The lunch break on this day was intended as a space for the religions to gather and discuss among themselves. So we had a Buddhism section. Of course, since this is Buddhism, there was supposed to be a moderator, but they were nowhere to be seen. So after some casual chat, a few of us got up and had a short session. We heard about interfaith work in Hong Kong, which has been effective in the past several decades in maintaining harmony. I spoke of our concerns regarding increasing violence in our region between Buddhists and Muslims. A representative from the European Buddhist Union said that, while interfaith was essential, we needed to heal the rifts between the various Buddhist traditions.
Our final session discussed actions that we could take as religions to respond to our various challenges, including climate change. Some good ideas were floated; but I couldn’t help feeling a little depressed. For all the experience, enthusiasm and noble intentions, it seemed like so very little we could do. Skip a meal? I’ve been doing that for 20 years (as do thousands of other Buddhist monastics): I can’t see that it’s made a scrap of difference to the environment. The changes that are needed are so huge, and the responses so tiny.

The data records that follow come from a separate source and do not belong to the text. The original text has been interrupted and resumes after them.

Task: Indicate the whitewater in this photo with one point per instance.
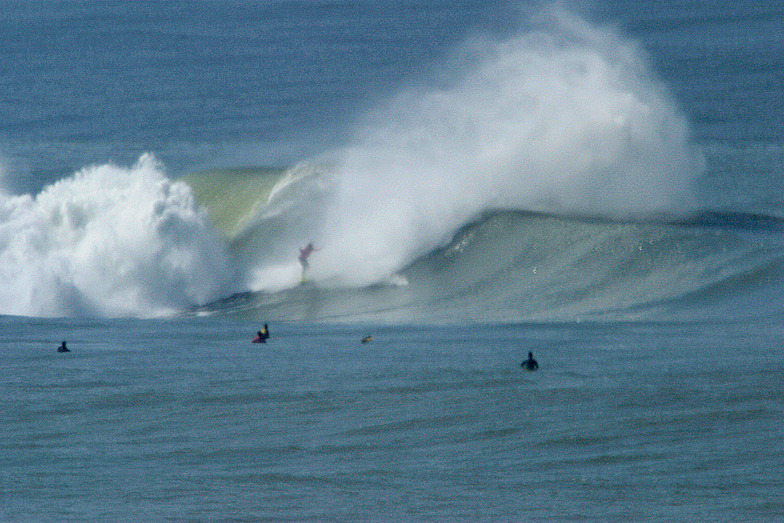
(600, 185)
(564, 119)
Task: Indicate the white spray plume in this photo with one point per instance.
(566, 118)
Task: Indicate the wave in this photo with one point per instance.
(549, 175)
(109, 241)
(511, 266)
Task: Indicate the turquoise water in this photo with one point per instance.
(600, 185)
(183, 420)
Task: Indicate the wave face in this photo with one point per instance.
(548, 176)
(566, 118)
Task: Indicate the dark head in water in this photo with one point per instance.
(530, 363)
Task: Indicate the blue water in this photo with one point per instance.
(599, 185)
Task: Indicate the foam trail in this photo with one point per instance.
(565, 118)
(108, 241)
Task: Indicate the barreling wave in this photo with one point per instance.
(547, 176)
(512, 266)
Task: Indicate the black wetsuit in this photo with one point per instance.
(530, 363)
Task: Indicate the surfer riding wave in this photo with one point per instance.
(304, 254)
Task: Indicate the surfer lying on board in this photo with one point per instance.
(304, 254)
(530, 363)
(262, 335)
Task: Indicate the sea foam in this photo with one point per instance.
(109, 241)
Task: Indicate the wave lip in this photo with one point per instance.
(565, 118)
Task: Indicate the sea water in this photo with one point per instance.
(600, 185)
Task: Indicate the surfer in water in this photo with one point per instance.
(530, 363)
(304, 254)
(262, 336)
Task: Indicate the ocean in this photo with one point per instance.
(600, 185)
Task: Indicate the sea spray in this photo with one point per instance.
(109, 241)
(565, 118)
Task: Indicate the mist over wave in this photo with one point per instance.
(564, 118)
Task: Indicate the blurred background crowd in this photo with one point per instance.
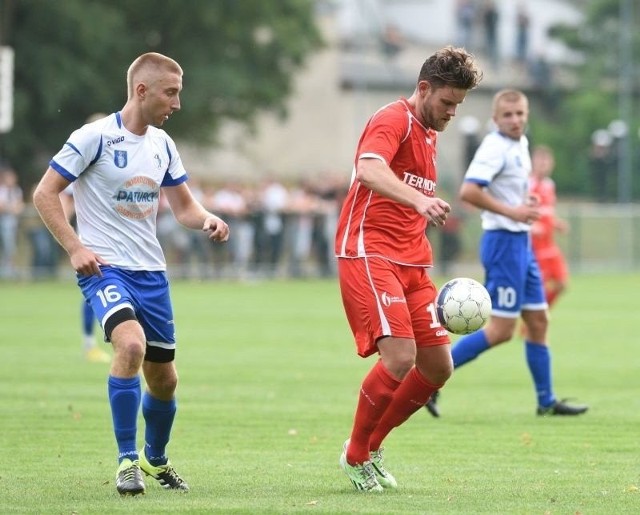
(276, 94)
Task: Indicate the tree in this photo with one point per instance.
(239, 57)
(593, 102)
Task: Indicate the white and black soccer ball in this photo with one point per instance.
(463, 305)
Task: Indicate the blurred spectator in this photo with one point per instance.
(233, 205)
(542, 82)
(273, 200)
(173, 237)
(465, 20)
(301, 206)
(392, 41)
(11, 206)
(200, 246)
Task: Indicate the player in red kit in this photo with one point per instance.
(383, 255)
(553, 266)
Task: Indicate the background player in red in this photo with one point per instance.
(383, 255)
(550, 259)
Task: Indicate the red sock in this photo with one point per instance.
(411, 395)
(376, 393)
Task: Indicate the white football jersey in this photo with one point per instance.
(502, 165)
(116, 178)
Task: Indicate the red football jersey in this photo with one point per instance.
(543, 230)
(373, 225)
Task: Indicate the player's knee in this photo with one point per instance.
(127, 337)
(162, 386)
(438, 373)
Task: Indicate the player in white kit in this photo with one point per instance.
(118, 165)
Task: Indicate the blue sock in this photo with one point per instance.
(539, 361)
(158, 416)
(469, 348)
(124, 397)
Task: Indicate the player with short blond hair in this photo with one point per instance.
(118, 165)
(497, 183)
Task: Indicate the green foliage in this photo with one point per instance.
(239, 58)
(593, 103)
(268, 384)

And I had a growing sense that they seem to miss the point. For me, the potency of religion lies not in its social effectiveness, but in its depth. It points to the causes; but all we spoke of were symptoms. Underlying all this is greed, hatred, and delusion. The reason people are so obsessed with getting and having, with identifying as “consumers”, is because they are lacking something. What are they lacking? That is masked, hidden beneath delusion. And this delusion is actively fostered by the consumption industries. All advertisements say one thing: you are inadequate. To begin any kind of meaningful response, we need to start with the causes. We need to fill that space.
This is where religions should be the experts. But the sad truth is that we are not. Religions for the most part deal with semblances no less unreal than those of advertising. The semblance of holiness; the semblance of the sacred; the semblance of profundity. This semblance is the essence of all ritual, and of all religious doctrine. It is not an expression of meaning, but a substitute for it. It is the ashes of depth.
To re-awaken meaning we need to step out of the way. To have the guts to ask the hard questions, and let silence be an answer.